MVP versus EVP: Is it time to introduce ethics into the agile startup model?

The rocket ship trajectory of a startup is to get an idea, build a team and slap together a minimum viable product that you can get in front of users.

Artificial intelligence and machine learning are becoming ubiquitous in tech products and the market is becoming more conscious of the ethical implications of replacing humans in the decision-making process.

A powerful feedback loop that drives today's customer-led business can be created by using an mvp. Over the past two decades, the lean, Agile model has been extremely successful, launching thousands of successful startups and some of which have grown into billion-dollar companies.

Building products and solutions that work for the majority isn't enough anymore. Over the past several years, a number of artificial intelligence and machine learning-powered products have been killed off because of ethical problems that crop up downstream after millions of dollars have been funneled into their development. This risk can be fatal for well-established companies in a world where there is only one chance to bring an idea to market.

The lean business model is not needed for startup businesses to switch to a more risk-averse alternative. There is a middle ground that can introduce ethics into the startup mentality without sacrificing the agility of the lean model, and it starts with getting an early-stage proof of concept in front of potential customers.

Instead of developing an Maximizing Value product, companies should develop and roll out an ethically viable product based on responsible artificial intelligence, which considers ethical, moral, legal, cultural, sustainable and social-economic considerations during the development, deployment and use of artificial intelligence.

This is a good practice for startups, but it is also a good standard practice for big technology companies.

The three steps that can be used to develop an EVP are listed here.

An ethics officer can lead the charge.

Chief strategy officers, chief investment officers, and even chief fun officers are part of the startup culture. A chief ethics officer is just as important. The person can work with different stakeholders to make sure the startup's product is in line with the moral standards set by the company, the market and the public.

They should act as a liaison between the founders, the C-suite, investors and the board of directors with the development team to make sure everyone is asking the right ethical questions in a thoughtful, risk-averse manner.

Historical data is used to train machines. If there is systemic bias in a current business process, the computer will think that it should continue to behave in that way. If your product is later found to not meet the ethical standards of the market, you can't just remove the data and find new data.

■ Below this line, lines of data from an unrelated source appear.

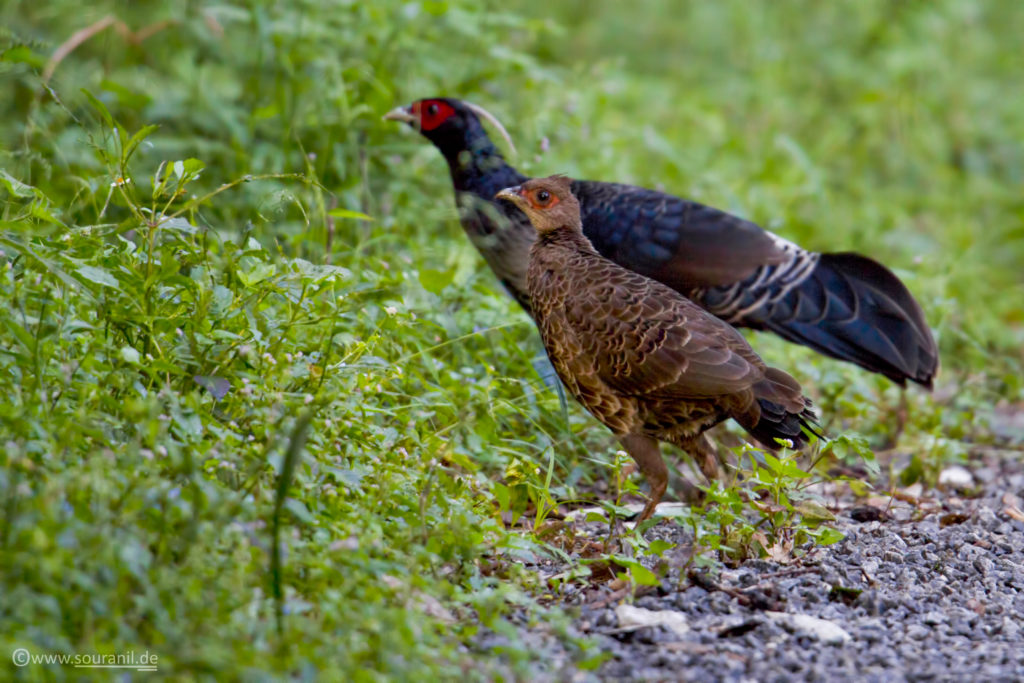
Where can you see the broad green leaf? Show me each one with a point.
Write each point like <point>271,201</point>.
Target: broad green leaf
<point>97,275</point>
<point>346,213</point>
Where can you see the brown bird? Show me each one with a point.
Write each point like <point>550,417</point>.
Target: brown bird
<point>845,305</point>
<point>643,359</point>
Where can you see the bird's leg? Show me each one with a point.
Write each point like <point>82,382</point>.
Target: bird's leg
<point>647,454</point>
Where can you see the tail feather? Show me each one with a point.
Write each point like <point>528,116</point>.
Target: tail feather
<point>784,413</point>
<point>853,308</point>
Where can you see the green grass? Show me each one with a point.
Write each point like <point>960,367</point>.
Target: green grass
<point>174,351</point>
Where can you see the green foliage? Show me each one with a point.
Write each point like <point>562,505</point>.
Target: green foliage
<point>242,323</point>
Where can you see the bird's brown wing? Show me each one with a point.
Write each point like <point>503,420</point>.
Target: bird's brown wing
<point>646,340</point>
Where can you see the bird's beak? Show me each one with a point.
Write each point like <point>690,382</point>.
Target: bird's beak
<point>513,195</point>
<point>402,114</point>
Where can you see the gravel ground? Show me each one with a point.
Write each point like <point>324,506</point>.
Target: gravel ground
<point>934,591</point>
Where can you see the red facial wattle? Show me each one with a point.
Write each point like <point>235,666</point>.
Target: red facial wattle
<point>432,113</point>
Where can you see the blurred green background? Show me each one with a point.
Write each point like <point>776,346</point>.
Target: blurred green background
<point>137,500</point>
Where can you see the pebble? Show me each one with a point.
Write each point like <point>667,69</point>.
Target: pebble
<point>922,602</point>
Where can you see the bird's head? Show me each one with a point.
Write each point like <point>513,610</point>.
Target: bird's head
<point>451,124</point>
<point>548,203</point>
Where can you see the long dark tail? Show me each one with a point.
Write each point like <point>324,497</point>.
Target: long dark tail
<point>854,308</point>
<point>784,414</point>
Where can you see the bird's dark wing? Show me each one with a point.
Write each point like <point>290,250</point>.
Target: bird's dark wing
<point>646,340</point>
<point>682,244</point>
<point>844,305</point>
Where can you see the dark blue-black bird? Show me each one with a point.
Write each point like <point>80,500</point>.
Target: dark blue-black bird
<point>844,305</point>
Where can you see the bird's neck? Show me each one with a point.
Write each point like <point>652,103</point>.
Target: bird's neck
<point>477,166</point>
<point>566,237</point>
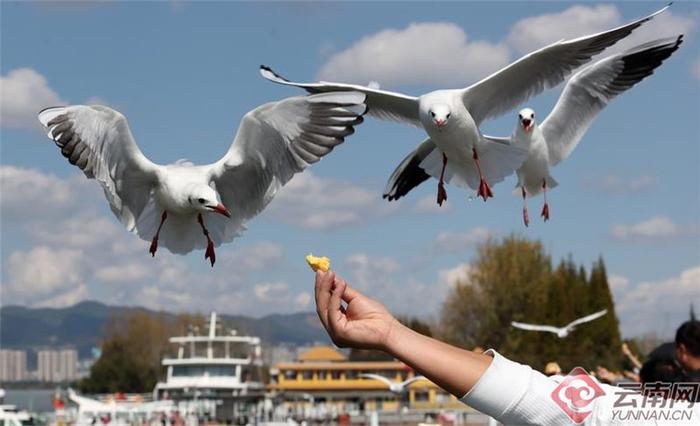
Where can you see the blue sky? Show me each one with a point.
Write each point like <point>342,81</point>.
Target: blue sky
<point>184,73</point>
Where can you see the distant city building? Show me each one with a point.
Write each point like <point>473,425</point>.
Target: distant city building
<point>13,365</point>
<point>57,365</point>
<point>323,377</point>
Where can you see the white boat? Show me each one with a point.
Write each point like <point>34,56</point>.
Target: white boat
<point>11,416</point>
<point>219,367</point>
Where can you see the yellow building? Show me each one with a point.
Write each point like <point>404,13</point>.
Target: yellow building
<point>325,376</point>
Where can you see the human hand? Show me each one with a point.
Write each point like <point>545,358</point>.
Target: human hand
<point>364,323</point>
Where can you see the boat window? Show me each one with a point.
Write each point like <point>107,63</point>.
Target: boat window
<point>201,370</point>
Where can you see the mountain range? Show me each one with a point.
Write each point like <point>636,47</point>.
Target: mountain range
<point>81,326</point>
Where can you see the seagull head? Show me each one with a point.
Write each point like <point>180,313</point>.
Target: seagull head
<point>204,199</point>
<point>526,119</point>
<point>439,113</point>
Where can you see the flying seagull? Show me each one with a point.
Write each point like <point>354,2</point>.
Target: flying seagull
<point>452,117</point>
<point>185,207</point>
<point>395,387</point>
<point>583,97</point>
<point>561,332</point>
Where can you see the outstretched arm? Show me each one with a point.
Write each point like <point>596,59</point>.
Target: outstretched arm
<point>365,323</point>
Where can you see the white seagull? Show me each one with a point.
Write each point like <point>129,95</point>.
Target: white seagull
<point>395,387</point>
<point>452,117</point>
<point>274,141</point>
<point>561,332</point>
<point>585,95</point>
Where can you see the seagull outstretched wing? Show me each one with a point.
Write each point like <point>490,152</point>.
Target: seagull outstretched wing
<point>535,327</point>
<point>274,142</point>
<point>587,318</point>
<point>382,104</point>
<point>97,140</point>
<point>542,69</point>
<point>592,88</point>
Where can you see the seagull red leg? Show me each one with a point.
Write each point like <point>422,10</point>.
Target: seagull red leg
<point>484,188</point>
<point>154,241</point>
<point>526,217</point>
<point>545,208</point>
<point>209,253</point>
<point>442,193</point>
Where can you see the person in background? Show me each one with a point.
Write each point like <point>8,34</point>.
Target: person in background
<point>688,349</point>
<point>510,392</point>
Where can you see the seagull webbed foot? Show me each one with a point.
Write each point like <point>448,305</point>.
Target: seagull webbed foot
<point>442,194</point>
<point>484,190</point>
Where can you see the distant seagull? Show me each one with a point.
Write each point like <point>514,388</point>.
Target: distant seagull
<point>274,141</point>
<point>395,387</point>
<point>561,332</point>
<point>452,117</point>
<point>585,95</point>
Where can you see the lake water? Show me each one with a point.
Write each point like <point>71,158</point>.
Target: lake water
<point>37,400</point>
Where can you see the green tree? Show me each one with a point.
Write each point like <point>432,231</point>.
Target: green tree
<point>132,350</point>
<point>512,280</point>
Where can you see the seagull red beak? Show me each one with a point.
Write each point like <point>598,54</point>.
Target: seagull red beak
<point>221,209</point>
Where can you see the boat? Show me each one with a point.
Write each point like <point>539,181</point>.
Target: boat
<point>11,416</point>
<point>221,368</point>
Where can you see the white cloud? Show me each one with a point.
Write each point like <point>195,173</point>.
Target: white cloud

These are already trained. A 40-year-old man can reverse the influence his parents or siblings had on him. You are stuck with the results. Chief ethics officers need to be aware of the inherent bias in the organization.

Integrate ethics into the process.

It is not just a point in time. It is an end-to-end governance framework focused on the risks and controls of an organization. This means that ethics should be integrated throughout the development process.

The development team should work with the chief ethics officer to be aware of general ethical artificial intelligence principles that are valid in many cultural and geographic applications. These principles can be used to suggest or inspire how artificial intelligence solutions should behave when faced with moral decisions.

Any risk to anyone's physical, emotional or financial well-being should be identified through a risk and harm assessment. The assessment should look at the impact of the solution on the environment.

During the development phase, the team should be asking how their use of artificial intelligence is in line with the company's values, whether models are treating different people fairly and whether they are respecting people's right to privacy. They should also consider how effective the operating model is at ensuring accountability and quality.

The data that is used to train the model is a critical component of any machine learning model. The context and geographic reach of the model should be of concern to the startup. This will allow the team to pick the right data to avoid future bias issues.

Don't forget about regulatory compliance.

It is just a matter of time before the European Union, the United States or some other legislative body passes consumer protection laws governing the use of Artificial Intelligence and Machine Learning. Once a law is passed, those protections are likely to spread around the world.

The General Data Protection Regulation in the EU led to a wave of other consumer protections around the world that require companies to prove consent for collecting personal information. People across the political and business spectrum are calling for ethical guidelines around artificial intelligence. The EU is leading the way after releasing a proposal for an artificial intelligence legal framework.

It is important for startup companies to demonstrate ongoing governance and regulatory compliance before the regulations are imposed on them. It is necessary to perform a quick Scan of the legislation, guidance documents and other relevant guidelines before building the product.

It is advisable to revisit the regulatory landscape prior to launch. It would be helpful to have someone on your board of directors or advisory board who is embedded in the deliberations happening around the world. It is good to be prepared for the coming regulations.

There is no doubt that the benefits of artificial intelligence will be enormous. The ability to automate manual tasks, streamline business processes and improve customer experiences are too great to dismiss. The impact of artificial intelligence and machine learning on the market and society at large is something that startups need to be aware of.

If a high-performing product is killed because ethical concerns weren't uncovered until after it hits the market, it would be a shame. From the very beginning, ethics need to be integrated into the development process, an EVP needs to be developed, and there needs to be a good governance system after the launch.

The need for compassion and the human element in innovation are what we need to keep in mind when we think about the future of business.